Neue Gebührenmodelle und KI-Integration

Um die heimische Fertigung von KI-Komponenten zu stärken, eröffnete das Unternehmen am Donnerstag eine neue Produktionsstätte in Houston, Texas. Dieser Schritt erfolgte auf Druck der US-Regierung, die eine stärkere Inlandsfertigung von Hochtechnologie einfordert.

Parallel dazu kündigte Apple am Freitag eine neue Provisionsregelung für den US-Markt an. Künftig plant der Konzern eine Beteiligung von 15 Prozent an Käufen, die Nutzer über Drittplattformen außerhalb des offiziellen App Stores tätigen.

Technologisch bereitet Apple den Boden für erweiterte Funktionen im Bereich der künstlichen Intelligenz. Medienberichten zufolge enthält die am Freitag veröffentlichte Beta-Version der Entwicklerumgebung Xcode 26 eine integrierte Unterstützung für die KI-Modelle GPT-5 und Claude. Dies soll Entwicklern ermöglichen, leistungsfähigere Anwendungen innerhalb des Apple-Ökosystems zu entwerfen.

Ergänzend dazu setzt das Unternehmen im Dienstleistungssektor auf neue Inhalte für Apple Arcade und erweiterte Übertragungsrechte für die Major League Baseball im kommenden September.

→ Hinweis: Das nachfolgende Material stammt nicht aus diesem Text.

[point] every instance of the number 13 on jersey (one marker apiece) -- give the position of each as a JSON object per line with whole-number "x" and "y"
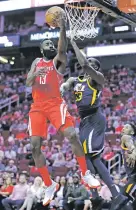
{"x": 43, "y": 80}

Skepsis bei Großinvestoren und Insider-Verkäufe

Daten zu institutionellen Investoren zeigen für das Ende Juni abgeschlossene Quartal einen deutlichen Rückgang des Interesses. In den Berichten zahlreicher Fonds verringerte sich der Gesamtbesitz an Apple-Aktien im Aggregat um rund 44 Prozent.

Inmitten dieser Entwicklung veräußerte Jennifer Newstead, Senior Vice President und General Counsel, am Donnerstag im Rahmen eines vorab festgelegten Handelsplans 1.439 Aktien zu einem Durchschnittspreis von 307,75 US-Dollar.

Trotz der kurzfristigen Kursrücksetzer der letzten Wochen bleibt die langfristige Performance positiv. Seit Jahresbeginn konnte das Papier um 14 Prozent an Wert gewinnen. Anleger blicken nun gespannt auf den September, wenn die neuen Pro-Modelle und neue Generationen der Apple Watch offiziell vorgestellt werden sollen, was traditionell als wichtigster Termin im Geschäftsjahr des Konzerns gilt.